Calk, a former veteran who runs a large, family-run U.S. retail home loan business and bank still fails to understand why regulation has to be so complex. He has been an advocate of making documents far simpler than currently proposed but finds existing efforts to that end fall short.
“Those responsible for attempting to simplify the documentation have good intentions. I don’t doubt for a second that their intentions are pure,” he says. “Unfortunately, the end result still seems to be scaring lenders and confusing borrowers.”
“I just don’t understand why it can’t be three pages,” he says, noting that he has done his best to share his thoughts with regulatory officials. “I wrote my letters. I have received calls from folks at the highest levels of our government and I’ve offered my simple feedback. I don’t feel like we were listened to.”

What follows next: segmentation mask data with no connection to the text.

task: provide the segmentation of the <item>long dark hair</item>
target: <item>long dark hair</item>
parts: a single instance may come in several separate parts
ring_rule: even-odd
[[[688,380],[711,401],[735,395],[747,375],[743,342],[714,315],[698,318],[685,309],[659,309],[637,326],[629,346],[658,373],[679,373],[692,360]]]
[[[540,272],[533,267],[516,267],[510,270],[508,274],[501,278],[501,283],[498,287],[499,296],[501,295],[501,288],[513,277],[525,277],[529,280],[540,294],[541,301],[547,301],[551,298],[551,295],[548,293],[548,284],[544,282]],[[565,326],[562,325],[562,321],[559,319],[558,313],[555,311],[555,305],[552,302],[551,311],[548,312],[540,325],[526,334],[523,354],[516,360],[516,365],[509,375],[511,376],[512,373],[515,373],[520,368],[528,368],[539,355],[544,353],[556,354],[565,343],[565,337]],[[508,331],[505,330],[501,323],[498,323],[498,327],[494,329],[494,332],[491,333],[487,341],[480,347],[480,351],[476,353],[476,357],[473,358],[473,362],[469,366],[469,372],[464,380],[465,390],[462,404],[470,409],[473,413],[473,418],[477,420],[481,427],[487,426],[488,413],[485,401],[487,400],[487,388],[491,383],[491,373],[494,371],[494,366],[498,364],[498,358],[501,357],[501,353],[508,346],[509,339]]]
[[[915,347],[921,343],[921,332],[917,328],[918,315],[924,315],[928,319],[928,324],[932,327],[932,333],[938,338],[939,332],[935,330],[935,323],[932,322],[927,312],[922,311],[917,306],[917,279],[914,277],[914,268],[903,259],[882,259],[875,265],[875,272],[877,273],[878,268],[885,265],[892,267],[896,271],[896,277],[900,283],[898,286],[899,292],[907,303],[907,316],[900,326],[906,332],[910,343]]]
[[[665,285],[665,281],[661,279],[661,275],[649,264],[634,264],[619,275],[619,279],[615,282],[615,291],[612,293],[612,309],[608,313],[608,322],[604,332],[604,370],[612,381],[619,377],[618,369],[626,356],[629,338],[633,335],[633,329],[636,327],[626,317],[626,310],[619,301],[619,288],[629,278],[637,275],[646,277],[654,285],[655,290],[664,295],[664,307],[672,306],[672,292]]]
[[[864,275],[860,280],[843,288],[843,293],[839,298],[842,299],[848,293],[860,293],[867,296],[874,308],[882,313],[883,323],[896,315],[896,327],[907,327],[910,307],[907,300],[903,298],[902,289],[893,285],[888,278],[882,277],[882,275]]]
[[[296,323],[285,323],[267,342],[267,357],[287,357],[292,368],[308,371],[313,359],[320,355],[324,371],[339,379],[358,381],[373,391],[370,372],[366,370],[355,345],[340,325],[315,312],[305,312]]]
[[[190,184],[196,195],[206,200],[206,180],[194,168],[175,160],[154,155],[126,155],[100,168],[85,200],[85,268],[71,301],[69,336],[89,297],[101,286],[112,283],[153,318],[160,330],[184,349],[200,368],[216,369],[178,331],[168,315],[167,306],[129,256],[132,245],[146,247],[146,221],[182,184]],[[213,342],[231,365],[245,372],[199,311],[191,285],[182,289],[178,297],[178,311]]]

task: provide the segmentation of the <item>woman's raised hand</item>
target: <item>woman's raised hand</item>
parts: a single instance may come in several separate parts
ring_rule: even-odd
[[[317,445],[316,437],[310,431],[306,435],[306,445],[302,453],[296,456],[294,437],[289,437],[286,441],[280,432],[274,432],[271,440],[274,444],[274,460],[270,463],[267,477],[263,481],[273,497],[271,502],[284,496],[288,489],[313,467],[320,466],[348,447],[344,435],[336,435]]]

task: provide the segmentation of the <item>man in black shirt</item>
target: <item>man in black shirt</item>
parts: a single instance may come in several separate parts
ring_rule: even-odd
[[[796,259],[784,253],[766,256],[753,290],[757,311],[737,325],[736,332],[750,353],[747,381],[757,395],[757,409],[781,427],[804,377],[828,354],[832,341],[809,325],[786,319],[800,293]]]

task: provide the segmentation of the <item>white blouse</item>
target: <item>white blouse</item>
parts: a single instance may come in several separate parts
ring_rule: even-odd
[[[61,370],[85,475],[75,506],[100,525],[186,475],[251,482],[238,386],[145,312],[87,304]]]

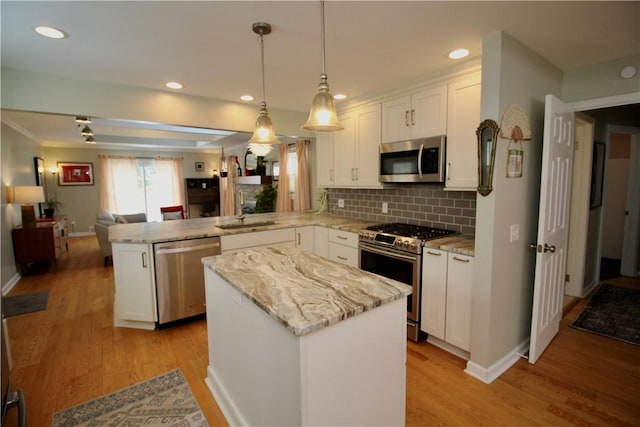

Instead regulation has continued to necessitate day-to-day changes in the loan manufacturing process that Calk’s company has been able to handle thanks to what he describes as a seven-figure investment in technology during the refinancing boom.
“It’s done and paid for,” he says, adding that he finds it hard to envision how one could keep up with all the changes without such an investment.
The dwindling in refinancing as well as regulatory change has been tough on a lot of companies this year and it is likely to be awhile before this type of business rebounds again.
“So many [borrowers] have taken advantage of these incredibly low interest rates the last two years. They’re not going be coming back to refinance,” Freddie Mac chief economist Frank Nothaft recently noted.
Calk’s company has been able to weather the shift in market cycles as well at the regulatory onslaught because his more than 20 years of experience in the industry taught him to save for a rainy day during the good times, he says. “This is my fifth full economic cycle,” he notes.
The Federal Savings Bank is relatively large and has been able to manage the costs of regulatory and market change, but “the cost of manufacturing a loan has become almost prohibitive for a broker and a smaller mortgage banker.”
“There’s more concentration in the top three or four retail banks, doesn’t that create a massive threat to everything we’re concerned about?” he asks.
“It has become so burdensome for a homeowner to get a mortgage and the recourse is so litigious [for lenders], people are just saying it’s not worth the hassle,” says Calk. “The people that will get hurt the most are the ones that we need to help the most, like the FHA/VA borrower. That’s my greatest fear as a veteran-owned bank.”